Ante un panorama así, parece que iremos a elecciones y la cuestión es preguntarse si a ellas se presentarán los chamuscados en la farsa o, por instinto de conservación, sus partidos decidirán renovar personal y programas. Me temo que es pedir demasiado a quienes siguen desenvolviéndose en la espuma de la liviandad política e ignoran de forma notoria los problemas que impiden un mejor futuro para España: la deuda, el paro y la atomización de los poderes públicos, amén de las políticas provenientes de la gris Bruselas. En el documento que sirve de base al candidato y en su propio discurso están las pruebas de lo que afirmo, porque supongo que nadie creerá que el problema territorial consiste en suprimir o cambiar de nombre a las diputaciones provinciales y negar la existencia de la cuestión catalana, por citar lo más relevante. Lo demás, hojarasca cansina como es costumbre.

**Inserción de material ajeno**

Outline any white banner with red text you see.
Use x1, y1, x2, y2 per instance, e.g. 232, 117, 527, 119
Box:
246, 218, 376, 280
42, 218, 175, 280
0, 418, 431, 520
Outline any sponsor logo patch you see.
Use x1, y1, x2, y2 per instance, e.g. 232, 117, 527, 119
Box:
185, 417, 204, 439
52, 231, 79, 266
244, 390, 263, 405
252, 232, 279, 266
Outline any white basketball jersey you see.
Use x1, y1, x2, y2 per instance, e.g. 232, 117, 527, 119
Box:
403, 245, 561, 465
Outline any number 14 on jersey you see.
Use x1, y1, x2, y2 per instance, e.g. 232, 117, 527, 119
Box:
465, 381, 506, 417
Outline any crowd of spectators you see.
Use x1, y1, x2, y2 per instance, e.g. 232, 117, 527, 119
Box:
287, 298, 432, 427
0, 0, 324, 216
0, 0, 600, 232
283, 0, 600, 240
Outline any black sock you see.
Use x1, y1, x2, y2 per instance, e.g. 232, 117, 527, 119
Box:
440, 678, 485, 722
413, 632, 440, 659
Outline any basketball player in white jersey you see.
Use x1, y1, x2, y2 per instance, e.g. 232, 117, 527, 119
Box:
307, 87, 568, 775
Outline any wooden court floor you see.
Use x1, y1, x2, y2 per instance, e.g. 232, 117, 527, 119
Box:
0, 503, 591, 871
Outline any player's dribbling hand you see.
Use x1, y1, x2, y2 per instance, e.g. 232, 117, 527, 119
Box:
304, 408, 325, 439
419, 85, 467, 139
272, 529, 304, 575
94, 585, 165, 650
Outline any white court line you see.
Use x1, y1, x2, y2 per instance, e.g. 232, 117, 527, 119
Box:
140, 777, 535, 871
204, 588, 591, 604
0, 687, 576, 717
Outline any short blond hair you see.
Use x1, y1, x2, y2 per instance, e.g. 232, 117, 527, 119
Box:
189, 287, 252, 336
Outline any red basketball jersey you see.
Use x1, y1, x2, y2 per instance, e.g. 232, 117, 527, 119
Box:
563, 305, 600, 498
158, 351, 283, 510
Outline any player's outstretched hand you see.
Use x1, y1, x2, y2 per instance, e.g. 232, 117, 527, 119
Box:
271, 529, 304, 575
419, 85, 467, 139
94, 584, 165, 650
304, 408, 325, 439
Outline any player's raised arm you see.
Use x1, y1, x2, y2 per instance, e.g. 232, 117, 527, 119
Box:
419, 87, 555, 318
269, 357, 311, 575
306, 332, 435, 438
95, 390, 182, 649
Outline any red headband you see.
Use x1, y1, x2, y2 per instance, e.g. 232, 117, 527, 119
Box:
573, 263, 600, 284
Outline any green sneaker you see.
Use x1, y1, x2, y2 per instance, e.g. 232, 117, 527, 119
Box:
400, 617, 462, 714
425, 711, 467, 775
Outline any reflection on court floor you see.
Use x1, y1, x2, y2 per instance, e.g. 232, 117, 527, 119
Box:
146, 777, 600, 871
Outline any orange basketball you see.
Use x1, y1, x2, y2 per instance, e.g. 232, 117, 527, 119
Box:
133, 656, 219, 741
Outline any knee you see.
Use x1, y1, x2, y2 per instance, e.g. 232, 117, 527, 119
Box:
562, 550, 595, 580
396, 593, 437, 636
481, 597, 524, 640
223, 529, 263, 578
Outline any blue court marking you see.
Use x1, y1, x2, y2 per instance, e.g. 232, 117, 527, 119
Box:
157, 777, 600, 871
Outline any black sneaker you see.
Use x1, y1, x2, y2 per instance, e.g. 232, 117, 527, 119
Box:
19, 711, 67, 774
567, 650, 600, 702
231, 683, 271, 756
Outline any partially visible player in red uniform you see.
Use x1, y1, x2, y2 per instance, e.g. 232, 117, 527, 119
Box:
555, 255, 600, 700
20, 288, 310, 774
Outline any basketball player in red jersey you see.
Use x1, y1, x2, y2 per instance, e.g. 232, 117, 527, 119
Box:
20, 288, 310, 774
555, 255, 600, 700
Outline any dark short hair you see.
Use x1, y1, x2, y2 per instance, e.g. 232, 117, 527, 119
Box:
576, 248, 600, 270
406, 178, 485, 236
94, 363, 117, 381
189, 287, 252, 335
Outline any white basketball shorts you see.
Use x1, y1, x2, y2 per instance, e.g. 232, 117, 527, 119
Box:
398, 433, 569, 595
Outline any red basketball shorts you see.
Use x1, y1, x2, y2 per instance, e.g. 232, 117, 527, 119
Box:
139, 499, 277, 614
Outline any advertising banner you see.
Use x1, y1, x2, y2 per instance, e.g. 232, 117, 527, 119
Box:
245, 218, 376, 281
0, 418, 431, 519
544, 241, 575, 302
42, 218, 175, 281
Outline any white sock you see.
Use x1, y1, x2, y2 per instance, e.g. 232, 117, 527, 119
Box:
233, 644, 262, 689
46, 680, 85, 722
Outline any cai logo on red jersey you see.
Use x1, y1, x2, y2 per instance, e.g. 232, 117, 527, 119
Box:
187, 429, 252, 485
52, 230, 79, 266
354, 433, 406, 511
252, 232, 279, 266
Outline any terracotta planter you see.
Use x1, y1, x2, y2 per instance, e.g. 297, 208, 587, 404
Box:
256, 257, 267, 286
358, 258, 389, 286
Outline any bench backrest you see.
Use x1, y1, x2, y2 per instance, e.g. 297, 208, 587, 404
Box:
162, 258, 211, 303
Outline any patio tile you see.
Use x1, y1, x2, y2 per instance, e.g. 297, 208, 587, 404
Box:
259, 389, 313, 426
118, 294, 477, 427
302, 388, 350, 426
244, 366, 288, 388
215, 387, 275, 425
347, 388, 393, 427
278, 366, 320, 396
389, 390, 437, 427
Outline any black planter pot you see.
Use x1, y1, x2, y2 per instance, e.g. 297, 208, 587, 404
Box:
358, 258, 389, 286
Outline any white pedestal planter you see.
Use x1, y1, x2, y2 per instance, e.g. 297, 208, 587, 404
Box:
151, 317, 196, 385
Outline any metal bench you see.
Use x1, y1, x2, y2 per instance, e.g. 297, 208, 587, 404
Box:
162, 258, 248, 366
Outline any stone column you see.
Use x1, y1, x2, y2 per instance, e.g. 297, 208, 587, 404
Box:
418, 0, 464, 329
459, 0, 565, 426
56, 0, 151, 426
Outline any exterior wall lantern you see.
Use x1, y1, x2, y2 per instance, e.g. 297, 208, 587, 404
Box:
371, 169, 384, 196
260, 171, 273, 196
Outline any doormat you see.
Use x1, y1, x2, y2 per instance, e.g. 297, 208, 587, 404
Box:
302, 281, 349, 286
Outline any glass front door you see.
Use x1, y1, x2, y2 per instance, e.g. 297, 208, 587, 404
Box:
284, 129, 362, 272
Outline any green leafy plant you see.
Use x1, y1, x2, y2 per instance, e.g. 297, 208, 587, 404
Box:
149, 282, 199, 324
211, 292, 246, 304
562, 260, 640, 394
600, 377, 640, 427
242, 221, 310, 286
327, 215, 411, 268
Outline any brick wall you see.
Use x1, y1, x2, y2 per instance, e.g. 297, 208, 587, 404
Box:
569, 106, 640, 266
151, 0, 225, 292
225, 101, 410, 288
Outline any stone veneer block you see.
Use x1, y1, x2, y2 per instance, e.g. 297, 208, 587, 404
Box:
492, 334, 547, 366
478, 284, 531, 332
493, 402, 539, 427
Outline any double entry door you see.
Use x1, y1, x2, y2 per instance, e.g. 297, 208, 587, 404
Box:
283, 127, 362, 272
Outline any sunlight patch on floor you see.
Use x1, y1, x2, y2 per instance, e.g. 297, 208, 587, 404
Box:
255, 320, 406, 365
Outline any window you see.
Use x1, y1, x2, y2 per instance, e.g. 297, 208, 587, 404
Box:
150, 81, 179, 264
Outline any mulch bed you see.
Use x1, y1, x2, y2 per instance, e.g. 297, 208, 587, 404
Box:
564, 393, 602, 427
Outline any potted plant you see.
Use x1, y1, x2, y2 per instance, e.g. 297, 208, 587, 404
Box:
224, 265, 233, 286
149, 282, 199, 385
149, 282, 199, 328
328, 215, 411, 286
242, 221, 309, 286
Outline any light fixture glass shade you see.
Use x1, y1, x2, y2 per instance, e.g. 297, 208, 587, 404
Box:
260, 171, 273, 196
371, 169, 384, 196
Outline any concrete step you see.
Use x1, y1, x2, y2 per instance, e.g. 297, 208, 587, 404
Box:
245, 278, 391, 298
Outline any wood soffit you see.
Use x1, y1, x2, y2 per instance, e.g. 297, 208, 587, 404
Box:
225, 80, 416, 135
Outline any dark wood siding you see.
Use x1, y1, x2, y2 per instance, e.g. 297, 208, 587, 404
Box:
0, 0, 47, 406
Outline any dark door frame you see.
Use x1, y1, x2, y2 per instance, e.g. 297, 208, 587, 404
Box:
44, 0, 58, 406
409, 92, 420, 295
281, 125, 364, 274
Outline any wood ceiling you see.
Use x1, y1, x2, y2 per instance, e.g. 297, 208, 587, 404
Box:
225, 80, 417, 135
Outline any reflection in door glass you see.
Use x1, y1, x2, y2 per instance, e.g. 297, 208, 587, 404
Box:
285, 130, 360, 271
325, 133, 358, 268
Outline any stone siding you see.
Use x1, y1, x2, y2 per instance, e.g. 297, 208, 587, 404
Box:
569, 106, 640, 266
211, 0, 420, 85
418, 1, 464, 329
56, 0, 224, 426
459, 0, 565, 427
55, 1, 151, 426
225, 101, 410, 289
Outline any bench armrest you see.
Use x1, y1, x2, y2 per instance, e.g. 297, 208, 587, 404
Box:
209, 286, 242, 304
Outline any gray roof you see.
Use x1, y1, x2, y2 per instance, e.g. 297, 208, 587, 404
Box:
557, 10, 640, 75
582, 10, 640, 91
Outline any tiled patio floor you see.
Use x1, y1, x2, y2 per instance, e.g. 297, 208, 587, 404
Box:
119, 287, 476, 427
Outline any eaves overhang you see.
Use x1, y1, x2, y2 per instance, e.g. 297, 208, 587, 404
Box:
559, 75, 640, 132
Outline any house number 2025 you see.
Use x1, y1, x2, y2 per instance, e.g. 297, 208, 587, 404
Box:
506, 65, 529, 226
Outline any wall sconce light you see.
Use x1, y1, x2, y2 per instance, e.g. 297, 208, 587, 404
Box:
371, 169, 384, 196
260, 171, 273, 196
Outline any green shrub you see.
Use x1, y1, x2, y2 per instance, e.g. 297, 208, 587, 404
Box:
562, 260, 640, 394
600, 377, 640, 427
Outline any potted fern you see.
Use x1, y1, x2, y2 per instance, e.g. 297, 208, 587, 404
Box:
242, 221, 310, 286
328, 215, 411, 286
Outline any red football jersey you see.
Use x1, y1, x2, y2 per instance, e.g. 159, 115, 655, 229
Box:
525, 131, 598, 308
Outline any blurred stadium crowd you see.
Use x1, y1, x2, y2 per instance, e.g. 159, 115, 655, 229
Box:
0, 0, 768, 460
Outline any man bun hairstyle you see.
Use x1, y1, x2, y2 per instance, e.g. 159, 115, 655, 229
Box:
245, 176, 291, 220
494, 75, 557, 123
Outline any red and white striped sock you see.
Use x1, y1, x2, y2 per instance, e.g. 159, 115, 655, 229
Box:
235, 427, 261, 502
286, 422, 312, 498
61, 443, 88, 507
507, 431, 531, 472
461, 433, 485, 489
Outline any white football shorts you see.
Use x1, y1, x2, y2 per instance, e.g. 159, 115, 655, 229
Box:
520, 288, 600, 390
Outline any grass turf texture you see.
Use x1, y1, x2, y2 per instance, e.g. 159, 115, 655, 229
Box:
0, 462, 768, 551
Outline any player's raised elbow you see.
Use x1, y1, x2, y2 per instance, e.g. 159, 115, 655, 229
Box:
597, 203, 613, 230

El peligro es que germine la idea de la obsolescencia de la política democrática y de la esterilidad de las elecciones con actores e instituciones semejantes

Elecciones con otra ley electoral

Ya se está demostrando lo complicado que resulta romper los corsés que impiden la salida de la crisis española y se siente la tentación de afirmar que esto no da más de sí. Y eso sería cierto si sólo se pone el foco en los actores de la obra de teatro que estamos presenciando: la Monarquía, cuyos valedores y aduladores le niegan margen de maniobra, poniendo así de manifiesto lo que cabe esperar de una institución anacrónica sin legitimidad democrática y, por otra parte, las Cortes Generales que no están precisamente nutridas con los mejores perfiles de la sociedad española. Una sociedad mucho más rica, dinámica y prometedora que los que aspiran a gobernarla. Son las contradicciones de un régimen político desbordado por la realidad y enredado en sus miserias. El peligro de ello es que germine la idea de la obsolescencia de la política democrática y de la esterilidad de las elecciones con actores e instituciones semejantes.

Algo de eso es lo que se trasluce cuando se oyen o se leen opiniones hostiles acerca de unas nuevas elecciones dado el bloqueo existente. Sin que sea lo deseable, es la única opción democrática para intentar romperlo, aunque sería conveniente ir a las mismas con algunos cambios de las normas electorales, aprobados por iniciativa de las Cortes en pleno uso de sus competencias. Así podrían abrirse las puertas a un escenario diferente que permita enfrentar en serio la aluminosis que padece el modelo político e institucional español. Es lo menos que se puede pedir a los representantes elegidos el 20D.